Ludwig van Beethoven

Symphonies 1, 2, 7

Kammerakademie Potsdam, Ltg. Antonello Manacorda

Rubrik: CDs
Verlag/Label: Sony classical
erschienen in: das Orchester 04/2023 , Seite 67

Bei jeder Neueinspielung von Beethoven-Symphonien stellt sich die Frage: Brauchen wir sie, ist sie eine Bereicherung des bestehenden umfangreichen Angebots? Im vorliegenden Fall, dem Start einer neuen Gesamtaufnahme, kommt Ratlosigkeit auf: Ein exzellentes Kammerorchester von überregionalem Ruf stellt sich mit Engagement und großer Präzision der Herausforderung und damit dem Vergleich mit der illustren Konkurrenz.

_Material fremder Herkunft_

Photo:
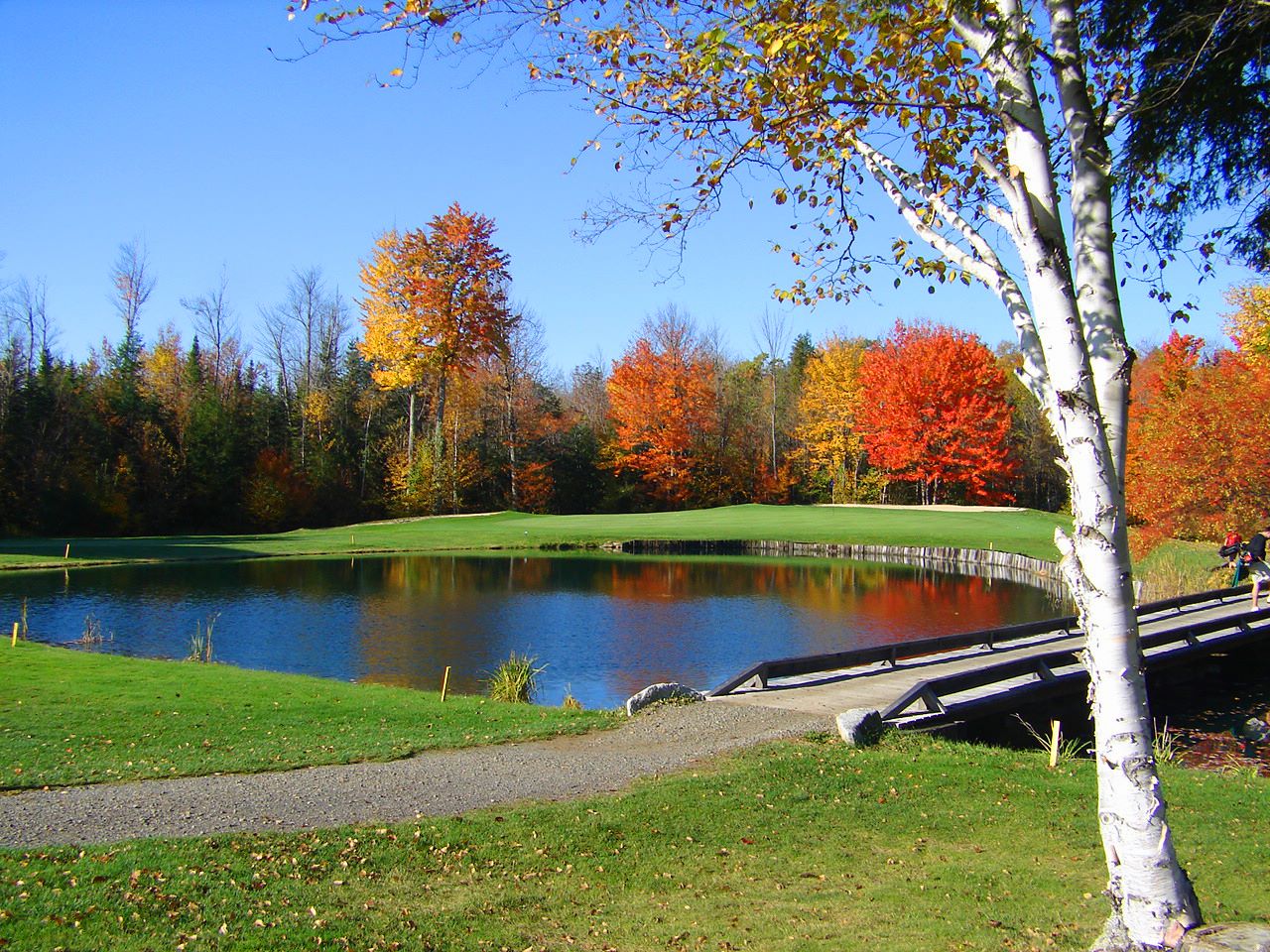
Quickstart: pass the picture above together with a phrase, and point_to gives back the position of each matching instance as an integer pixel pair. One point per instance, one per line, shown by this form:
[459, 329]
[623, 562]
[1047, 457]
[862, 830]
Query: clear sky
[173, 123]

Und doch ist das Ergebnis nicht so, dass es neue Erkenntnisse über diese Werke und ihre Interpretation vermittelte.
Gerne würde man erfahren, wie das Ensemble besetzt ist, vor allem wie viele Streicher:innen mitwirken. Das Booklet gibt leider keine Auskunft zur Orchesterformation, man kann sich die Anzahl der Violinen oder der übrigen Streicher nur anhand der in der Partitur enthaltenen obligaten Bläserstimmen ausrechnen. Das hörbare Ergebnis übermittelt jedenfalls ein häufiges Übergewicht der Bläser; die Streicher klingen dünn und ziemlich spröde. Man ertappt sich dabei, dass man sich ein wenig karajansche Klangsinnlichkeit zurückwünscht, auch wenn sie vielleicht nicht „historisch korrekt“ war. Die Tontechnik dämpft das Streicher-Pianissimo bisweilen bis fast zur Unhörbarkeit, etwa zu Beginn des langsamen Satzes der Siebten. Im Forte bei Tuttipassagen lässt man es dagegen kräftig krachen.
Insgesamt stellt sich oft der Eindruck eines gleichförmigen, eher metronomgesteuerten, ein wenig atemlosen Musizierens ein. Man lässt sich kaum Zeit für Übergänge oder zumindest gelegentliche agogische Freiheiten. In schnellen Sätzen nähert man sich bisweilen der Grenze hörender Nachvollziehbarkeit (Scherzo und Finale der Siebten), auch wenn natürlich alle notierten Töne gespielt werden; die spieltechnische Perfektion des Orchesters steht außer Zweifel.
Es drängt sich (nicht zum ersten Mal!) die Frage auf: Hat Beethoven seine Symphonien wirklich so rigoros gemeint, so unnachgiebig und streng in Tempo, Rhythmik und Agogik und zugleich so aufgeraut in ihrer Klanglichkeit, wie sie hier geboten werden (und wie es heute üblich ist)? Ein direkter Vergleich mit den über 30 Jahre alten Aufnahmen von Nicolaus Harnoncourt zeigt, bei aller Nähe des Interpretationskonzepts, bei kleiner Besetzung und historischer Korrektheit, dass trotzdem mehr Wärme, Balance und emotionale Klanglichkeit möglich sind. Es fällt schwer, diese Neuaufnahmen gerecht einzuordnen, denn das spieltechnische Niveau ist, wie gesagt, sehr hoch, das Engagement beim Musizieren unbestreitbar. Im Booklet gibt es ein langes Interview mit dem Dirigenten. Darin wird ausdrücklich die Diskussionskultur innerhalb des Ensembles betont. Nur: Warum klingen die Aufnahmen so, als stehe eher ein Dompteur als ein musikalischer Partner am Dirigentenpult? Wie gesagt: Ratlosigkeit, zumindest beim Rezensenten.